Leenie, he DOES have a look that I think can drill through cement. Wonder if that's a result of Zombie Leg?
L-Kat, "Zombie Leg" just has finesse, doesn't it? :-)
Brian, oddly enough, I have a toe-drilling story... Hmm. :-) THanks for the reminder.
Glen, I would love to see you feint in Sex Ed. :-)
jenny-o, I only wish you could've heard it live. :-) Between the "ewww!"s and the laughter, I could hardly sit up straight.
gold star for your reply to Glen
LOL
... and to Glen for setting you up :)
jenny-o, I do love a good straight man. :-)
Great story, but it always is when I come here. You're a hoot. Good to have friends who can entertain so thoroughly, and with laughs, too. God bless 'em.
That couple sounds like one we'd all enjoy knowing. Ah well, I reckon we'll just have to settle for getting to know them second-hand from you. Great story.
Dear Pearl,
I felt myself grinning wider and wider as Jon told his story. He and his story remind me of the ones told by Ole in Minnesota. Wonderful stories told by storytellers who are really saying, "No big deal!"
Thank you for the laugher.
Peace.
I remember this one - and still love it. But I'm with Mary, I would have left the kitchen too!
I thought you were going to say that it was full of spiders. Ick.

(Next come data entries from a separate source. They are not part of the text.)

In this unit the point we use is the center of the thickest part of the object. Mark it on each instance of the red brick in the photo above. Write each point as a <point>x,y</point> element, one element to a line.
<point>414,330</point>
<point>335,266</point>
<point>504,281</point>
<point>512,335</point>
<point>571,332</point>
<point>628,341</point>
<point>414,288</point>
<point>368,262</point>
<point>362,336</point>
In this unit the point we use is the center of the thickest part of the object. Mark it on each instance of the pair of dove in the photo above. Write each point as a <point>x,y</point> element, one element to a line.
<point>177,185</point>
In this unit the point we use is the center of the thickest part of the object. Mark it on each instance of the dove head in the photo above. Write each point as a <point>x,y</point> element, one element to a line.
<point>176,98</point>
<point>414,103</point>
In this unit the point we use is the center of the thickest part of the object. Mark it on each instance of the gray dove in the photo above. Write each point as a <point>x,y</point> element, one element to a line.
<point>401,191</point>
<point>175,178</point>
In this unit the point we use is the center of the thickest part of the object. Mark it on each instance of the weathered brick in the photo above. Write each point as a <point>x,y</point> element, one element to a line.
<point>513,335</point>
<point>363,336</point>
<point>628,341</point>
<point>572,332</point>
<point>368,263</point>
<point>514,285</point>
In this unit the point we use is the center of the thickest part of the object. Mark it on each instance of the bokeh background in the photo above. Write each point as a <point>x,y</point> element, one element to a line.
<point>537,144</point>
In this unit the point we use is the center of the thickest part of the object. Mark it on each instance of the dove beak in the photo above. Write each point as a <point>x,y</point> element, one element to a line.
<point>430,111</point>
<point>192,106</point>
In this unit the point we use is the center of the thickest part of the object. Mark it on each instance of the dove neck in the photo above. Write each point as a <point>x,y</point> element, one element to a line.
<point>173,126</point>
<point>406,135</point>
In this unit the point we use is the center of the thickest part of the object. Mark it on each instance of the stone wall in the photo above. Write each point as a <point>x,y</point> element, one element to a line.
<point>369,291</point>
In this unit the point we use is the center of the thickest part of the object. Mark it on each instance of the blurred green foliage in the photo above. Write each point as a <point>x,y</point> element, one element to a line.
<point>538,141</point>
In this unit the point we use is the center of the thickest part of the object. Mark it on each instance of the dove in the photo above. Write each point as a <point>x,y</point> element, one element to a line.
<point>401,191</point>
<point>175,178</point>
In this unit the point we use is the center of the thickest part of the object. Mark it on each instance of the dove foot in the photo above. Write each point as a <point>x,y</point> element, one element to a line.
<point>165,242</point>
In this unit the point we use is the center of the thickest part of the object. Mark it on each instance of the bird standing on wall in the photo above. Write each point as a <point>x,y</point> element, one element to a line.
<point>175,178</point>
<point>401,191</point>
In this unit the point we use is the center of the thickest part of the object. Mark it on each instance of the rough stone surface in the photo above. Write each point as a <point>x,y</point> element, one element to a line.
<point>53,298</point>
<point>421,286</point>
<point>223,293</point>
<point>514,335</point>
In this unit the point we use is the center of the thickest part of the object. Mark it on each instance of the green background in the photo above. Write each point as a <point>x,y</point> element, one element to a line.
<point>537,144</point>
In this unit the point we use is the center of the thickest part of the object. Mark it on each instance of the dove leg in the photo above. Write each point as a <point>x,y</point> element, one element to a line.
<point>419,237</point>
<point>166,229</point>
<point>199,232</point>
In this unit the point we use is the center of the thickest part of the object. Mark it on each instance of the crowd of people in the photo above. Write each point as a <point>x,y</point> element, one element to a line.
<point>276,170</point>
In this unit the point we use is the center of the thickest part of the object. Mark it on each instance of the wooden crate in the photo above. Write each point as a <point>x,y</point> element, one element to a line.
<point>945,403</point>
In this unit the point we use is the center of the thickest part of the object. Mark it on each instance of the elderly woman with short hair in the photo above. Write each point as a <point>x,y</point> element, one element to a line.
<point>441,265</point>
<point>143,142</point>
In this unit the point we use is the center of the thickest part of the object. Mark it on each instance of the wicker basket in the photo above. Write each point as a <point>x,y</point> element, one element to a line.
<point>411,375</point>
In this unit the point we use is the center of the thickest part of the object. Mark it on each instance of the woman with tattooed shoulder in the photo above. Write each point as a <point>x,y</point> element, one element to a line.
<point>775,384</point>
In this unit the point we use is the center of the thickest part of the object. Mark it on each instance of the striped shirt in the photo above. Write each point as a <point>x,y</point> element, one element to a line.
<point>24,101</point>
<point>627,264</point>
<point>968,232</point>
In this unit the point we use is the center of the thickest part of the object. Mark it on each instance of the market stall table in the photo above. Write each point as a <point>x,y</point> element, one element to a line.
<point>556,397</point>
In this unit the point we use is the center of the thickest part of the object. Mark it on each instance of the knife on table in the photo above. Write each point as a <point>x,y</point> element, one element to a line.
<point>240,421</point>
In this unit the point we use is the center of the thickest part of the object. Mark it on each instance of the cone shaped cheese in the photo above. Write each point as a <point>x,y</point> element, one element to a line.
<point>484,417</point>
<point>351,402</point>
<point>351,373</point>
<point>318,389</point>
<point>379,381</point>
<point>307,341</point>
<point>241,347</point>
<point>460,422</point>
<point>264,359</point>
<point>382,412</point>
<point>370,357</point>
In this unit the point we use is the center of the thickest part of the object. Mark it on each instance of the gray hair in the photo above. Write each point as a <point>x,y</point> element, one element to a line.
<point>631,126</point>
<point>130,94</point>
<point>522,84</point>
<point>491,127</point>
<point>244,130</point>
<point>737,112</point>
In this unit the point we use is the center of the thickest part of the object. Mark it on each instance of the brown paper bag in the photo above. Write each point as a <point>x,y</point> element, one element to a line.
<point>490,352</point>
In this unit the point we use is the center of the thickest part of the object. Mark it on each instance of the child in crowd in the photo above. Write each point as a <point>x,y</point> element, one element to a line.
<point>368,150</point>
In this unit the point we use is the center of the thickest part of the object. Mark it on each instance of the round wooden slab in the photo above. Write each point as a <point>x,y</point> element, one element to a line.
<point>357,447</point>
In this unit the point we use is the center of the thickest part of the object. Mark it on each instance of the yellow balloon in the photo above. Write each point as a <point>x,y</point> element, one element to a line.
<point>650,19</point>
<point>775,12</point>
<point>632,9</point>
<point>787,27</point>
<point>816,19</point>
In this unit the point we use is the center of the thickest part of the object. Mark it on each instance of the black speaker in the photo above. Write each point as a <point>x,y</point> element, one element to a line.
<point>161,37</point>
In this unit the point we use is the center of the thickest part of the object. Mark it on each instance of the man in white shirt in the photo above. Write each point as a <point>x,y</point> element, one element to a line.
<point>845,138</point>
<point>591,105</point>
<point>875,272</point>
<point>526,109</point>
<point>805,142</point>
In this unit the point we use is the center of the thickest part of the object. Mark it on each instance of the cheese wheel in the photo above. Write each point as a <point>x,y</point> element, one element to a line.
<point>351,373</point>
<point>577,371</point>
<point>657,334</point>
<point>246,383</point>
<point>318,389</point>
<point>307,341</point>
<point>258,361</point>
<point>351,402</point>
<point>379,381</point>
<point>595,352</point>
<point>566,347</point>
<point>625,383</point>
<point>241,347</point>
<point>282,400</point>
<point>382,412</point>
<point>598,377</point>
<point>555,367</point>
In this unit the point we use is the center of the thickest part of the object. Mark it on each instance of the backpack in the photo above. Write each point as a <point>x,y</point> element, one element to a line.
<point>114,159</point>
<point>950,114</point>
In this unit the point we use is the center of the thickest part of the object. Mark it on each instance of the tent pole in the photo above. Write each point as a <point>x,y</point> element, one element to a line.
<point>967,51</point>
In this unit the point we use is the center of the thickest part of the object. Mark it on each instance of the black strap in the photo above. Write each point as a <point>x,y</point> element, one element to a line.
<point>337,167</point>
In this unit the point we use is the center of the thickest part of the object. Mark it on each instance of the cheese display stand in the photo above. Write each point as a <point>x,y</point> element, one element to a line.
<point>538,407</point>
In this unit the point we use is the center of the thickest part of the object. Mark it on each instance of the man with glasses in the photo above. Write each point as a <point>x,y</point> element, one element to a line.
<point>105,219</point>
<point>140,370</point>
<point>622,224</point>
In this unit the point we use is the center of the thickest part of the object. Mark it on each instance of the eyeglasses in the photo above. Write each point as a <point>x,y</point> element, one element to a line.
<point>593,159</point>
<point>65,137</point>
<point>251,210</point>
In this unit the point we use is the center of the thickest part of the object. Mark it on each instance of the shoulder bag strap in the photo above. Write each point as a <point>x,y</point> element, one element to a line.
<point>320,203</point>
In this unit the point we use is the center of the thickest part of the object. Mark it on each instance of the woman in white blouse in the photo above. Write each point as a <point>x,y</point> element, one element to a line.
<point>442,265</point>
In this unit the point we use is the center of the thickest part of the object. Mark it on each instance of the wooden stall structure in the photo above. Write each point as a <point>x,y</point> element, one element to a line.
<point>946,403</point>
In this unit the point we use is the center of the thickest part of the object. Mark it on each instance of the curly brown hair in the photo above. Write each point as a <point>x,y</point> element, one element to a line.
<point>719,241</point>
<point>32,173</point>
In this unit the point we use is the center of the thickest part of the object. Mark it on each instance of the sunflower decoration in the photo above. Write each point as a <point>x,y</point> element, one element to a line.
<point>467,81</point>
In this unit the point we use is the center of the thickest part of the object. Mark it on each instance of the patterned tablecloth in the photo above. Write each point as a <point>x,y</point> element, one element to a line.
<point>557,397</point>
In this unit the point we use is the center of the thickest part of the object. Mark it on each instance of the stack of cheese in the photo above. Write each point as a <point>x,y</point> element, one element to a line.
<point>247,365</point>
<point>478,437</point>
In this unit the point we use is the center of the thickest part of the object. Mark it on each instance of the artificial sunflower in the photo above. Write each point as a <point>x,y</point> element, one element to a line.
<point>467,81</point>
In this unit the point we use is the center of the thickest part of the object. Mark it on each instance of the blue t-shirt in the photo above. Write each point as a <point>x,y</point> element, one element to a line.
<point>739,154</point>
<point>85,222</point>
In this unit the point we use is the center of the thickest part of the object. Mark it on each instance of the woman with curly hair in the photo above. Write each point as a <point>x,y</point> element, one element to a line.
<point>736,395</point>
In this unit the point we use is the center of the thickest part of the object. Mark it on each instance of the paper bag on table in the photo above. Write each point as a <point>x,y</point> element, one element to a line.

But it's like his leg gave birth to a black, bloody lump thing. Oooo. We could get such a horror story from that . . .
Gawd, they sure breed 'em tough around your neck of the woods (I'm scared to ask what he does for an encore)..
I love how you write!
Shucks, and here I thought the spider-alien was being born right on the kitchen table..... Too bad. Funny story though..":)
So funny! Totally made my day!
I'm so relieved to learn you're just busy and not down with something dreadful! Feel free to go back to what you were doing!
awww, what a sweet tale of friendship.
i'm thinkin' it would make a lovely Hallmark Hall of Fame special.
Awh, Mannnnn! He could have lost his entire leg or possibly his life!.........
Clearly it was the antiseptic properties of Fresca that saved him.
I just read this aloud to Doug. He threw up in his mouth...
When I don't have time to read blogs I miss yours the most. :)
In addition, I really enjoy the salads at Chipotle.
I remember this story! After reading about you cutting off your own skin tag, I tried cutting off mine. It bled like I'd severed an artery, then grew back with a twin right next to it! I'm not doing that ever again!
Loved it then, love it now. Thank you.
Yes that's one of the ones that take my power of speech away.